According to the difference in the graphic output between the coding and non-coding regions, the fragment of the base sequence that corresponds to the characteristics of the coding region is identified, which is called a suspected gene fragment, and the specific position of the fragment is identified. Since one base sequence may contain multiple segments of coding regions, a plurality of base segments that conform to the characteristics of the coding region can be found in Fig 4, such as 2000-7000, 16000-20000 and so on. Because the number of bases is large, the trend of the real part of the partial TP walk may not be obvious. So, it is possible to cut out the invisible part of the fragment and use the SASR method again to obtain the position of the base fragment that corresponds to the coding region. Based on the position of the suspected gene fragment in No. 21 scaffold, the base sequence is divided using Matlab software to obtain multiple suspected gene fragments.

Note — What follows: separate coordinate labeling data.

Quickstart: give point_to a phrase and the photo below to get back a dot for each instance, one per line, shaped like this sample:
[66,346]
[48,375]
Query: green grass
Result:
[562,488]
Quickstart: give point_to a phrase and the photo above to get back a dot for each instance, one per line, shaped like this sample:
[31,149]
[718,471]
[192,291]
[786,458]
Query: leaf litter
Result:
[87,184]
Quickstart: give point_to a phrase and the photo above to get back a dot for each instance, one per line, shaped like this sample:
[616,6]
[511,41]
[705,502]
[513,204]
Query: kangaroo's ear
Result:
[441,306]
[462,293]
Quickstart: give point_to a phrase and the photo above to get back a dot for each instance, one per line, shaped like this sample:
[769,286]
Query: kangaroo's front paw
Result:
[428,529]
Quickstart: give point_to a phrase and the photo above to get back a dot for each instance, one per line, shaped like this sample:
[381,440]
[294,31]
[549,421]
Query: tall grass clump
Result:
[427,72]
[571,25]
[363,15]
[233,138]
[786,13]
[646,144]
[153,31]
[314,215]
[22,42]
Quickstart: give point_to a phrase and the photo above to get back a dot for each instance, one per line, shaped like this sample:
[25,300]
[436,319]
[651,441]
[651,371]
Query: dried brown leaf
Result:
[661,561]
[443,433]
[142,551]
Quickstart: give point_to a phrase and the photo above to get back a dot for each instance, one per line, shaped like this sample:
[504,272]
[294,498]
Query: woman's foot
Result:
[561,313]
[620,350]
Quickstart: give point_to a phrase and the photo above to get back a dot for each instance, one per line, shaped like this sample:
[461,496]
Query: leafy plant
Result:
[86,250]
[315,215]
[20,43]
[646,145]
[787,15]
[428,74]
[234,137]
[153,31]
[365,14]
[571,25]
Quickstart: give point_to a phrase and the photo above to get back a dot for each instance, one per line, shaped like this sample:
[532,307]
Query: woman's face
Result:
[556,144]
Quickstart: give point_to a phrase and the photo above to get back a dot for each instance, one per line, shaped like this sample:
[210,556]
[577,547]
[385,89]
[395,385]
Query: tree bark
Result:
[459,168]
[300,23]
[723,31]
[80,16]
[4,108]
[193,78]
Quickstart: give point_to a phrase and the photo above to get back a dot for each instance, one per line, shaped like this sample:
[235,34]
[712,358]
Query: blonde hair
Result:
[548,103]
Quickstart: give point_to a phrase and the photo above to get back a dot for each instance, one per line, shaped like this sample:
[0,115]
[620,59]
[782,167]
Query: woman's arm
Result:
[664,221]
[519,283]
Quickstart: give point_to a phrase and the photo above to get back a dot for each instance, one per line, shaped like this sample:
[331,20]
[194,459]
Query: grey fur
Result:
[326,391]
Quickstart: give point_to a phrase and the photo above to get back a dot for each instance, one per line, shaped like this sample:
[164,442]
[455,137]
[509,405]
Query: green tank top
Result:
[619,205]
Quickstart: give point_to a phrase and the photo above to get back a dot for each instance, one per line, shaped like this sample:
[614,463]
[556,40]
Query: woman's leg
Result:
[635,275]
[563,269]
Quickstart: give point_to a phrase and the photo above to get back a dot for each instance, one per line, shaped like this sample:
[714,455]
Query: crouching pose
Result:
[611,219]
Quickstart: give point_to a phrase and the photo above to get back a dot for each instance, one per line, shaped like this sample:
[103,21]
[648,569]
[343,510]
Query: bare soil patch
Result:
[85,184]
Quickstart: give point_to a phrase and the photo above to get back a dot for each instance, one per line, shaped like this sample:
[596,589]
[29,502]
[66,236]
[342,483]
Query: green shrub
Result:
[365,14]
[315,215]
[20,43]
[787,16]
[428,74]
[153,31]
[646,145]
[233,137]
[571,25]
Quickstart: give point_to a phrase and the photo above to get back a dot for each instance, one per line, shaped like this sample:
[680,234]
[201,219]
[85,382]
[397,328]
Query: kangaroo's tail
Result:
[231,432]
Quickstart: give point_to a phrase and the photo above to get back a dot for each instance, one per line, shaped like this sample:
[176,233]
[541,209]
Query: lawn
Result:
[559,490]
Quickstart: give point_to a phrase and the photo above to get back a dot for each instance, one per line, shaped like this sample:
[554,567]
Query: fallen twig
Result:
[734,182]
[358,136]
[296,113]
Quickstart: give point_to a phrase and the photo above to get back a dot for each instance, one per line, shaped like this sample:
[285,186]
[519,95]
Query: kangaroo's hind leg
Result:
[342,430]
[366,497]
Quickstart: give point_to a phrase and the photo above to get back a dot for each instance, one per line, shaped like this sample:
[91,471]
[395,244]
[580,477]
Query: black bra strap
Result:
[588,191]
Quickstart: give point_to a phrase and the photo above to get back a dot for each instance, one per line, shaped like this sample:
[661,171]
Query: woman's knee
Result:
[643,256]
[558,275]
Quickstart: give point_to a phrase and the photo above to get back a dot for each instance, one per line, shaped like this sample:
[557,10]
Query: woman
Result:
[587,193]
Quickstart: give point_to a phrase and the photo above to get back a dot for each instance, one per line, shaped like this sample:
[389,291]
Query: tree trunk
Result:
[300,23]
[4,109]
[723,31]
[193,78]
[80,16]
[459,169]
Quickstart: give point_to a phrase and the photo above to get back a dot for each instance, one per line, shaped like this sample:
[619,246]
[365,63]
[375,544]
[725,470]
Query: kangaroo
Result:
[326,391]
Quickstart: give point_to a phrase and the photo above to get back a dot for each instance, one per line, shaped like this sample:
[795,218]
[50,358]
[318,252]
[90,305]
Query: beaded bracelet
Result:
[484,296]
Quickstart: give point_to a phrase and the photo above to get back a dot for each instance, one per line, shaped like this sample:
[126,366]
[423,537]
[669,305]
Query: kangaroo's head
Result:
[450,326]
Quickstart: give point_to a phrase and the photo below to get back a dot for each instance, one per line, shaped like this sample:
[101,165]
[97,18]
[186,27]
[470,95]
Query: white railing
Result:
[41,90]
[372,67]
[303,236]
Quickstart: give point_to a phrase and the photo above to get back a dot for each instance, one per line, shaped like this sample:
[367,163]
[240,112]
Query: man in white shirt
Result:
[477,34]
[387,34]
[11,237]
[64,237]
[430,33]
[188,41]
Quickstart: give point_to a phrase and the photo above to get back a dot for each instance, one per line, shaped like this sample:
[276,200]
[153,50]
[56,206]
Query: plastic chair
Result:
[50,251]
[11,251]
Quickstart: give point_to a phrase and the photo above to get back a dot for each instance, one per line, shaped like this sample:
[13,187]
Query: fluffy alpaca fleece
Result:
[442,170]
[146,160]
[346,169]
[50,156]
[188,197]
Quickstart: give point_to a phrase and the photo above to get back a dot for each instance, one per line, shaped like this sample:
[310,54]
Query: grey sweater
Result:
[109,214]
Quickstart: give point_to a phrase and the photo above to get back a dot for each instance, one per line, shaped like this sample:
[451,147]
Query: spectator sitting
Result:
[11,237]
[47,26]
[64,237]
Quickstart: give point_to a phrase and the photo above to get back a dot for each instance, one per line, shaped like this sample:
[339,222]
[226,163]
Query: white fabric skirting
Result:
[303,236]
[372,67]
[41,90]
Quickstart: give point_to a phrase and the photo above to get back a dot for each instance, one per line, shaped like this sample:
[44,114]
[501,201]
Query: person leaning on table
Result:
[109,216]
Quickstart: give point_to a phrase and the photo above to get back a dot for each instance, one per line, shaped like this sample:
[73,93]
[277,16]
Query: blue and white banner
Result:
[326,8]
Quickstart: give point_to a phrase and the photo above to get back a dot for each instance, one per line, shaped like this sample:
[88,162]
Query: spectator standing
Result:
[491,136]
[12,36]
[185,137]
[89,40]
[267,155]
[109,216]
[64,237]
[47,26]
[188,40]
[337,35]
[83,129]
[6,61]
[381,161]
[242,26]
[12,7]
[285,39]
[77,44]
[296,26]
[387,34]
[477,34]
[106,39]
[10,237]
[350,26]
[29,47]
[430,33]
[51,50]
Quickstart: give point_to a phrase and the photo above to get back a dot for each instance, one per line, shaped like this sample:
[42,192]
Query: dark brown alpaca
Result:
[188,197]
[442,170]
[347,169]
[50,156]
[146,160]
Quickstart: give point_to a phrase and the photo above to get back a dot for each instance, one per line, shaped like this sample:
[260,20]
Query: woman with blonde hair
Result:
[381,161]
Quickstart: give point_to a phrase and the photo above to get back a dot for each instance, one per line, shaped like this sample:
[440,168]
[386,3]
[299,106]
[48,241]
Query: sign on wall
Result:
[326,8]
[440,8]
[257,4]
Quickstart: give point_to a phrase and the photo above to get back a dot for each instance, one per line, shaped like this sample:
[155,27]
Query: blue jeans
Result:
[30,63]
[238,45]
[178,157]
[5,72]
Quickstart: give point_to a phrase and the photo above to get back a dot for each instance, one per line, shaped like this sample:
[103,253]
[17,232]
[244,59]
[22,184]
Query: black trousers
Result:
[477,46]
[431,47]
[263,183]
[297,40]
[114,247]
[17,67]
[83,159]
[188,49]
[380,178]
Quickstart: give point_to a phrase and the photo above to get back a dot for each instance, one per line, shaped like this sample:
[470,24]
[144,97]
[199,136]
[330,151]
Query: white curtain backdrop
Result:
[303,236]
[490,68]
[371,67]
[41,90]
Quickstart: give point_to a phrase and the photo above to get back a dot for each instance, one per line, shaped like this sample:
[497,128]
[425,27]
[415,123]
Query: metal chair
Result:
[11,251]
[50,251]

Finally, the obtained suspected gene fragments are compared with the known gene in the NCBI nr database with blastx.

Results

The graphic output of the base sequence fragment, whose position starting from 21000 to 24250 (Simply expressed as 21-21000-24250, and other suspected gene fragments are expressed in the same way) in No. 21 scaffold, meets the characteristics of the coding region (Fig 5). The suspected gene fragment is compared with the known gene in the NCBI nr database using Blast software. The basic information of this sequence alignment please refer to the Table 1, such as the type of molecule, the length of the sequence, the name of the database to be compared, and the program used, etc. And the results of sequence alignment are shown in Fig 6 and Table 2.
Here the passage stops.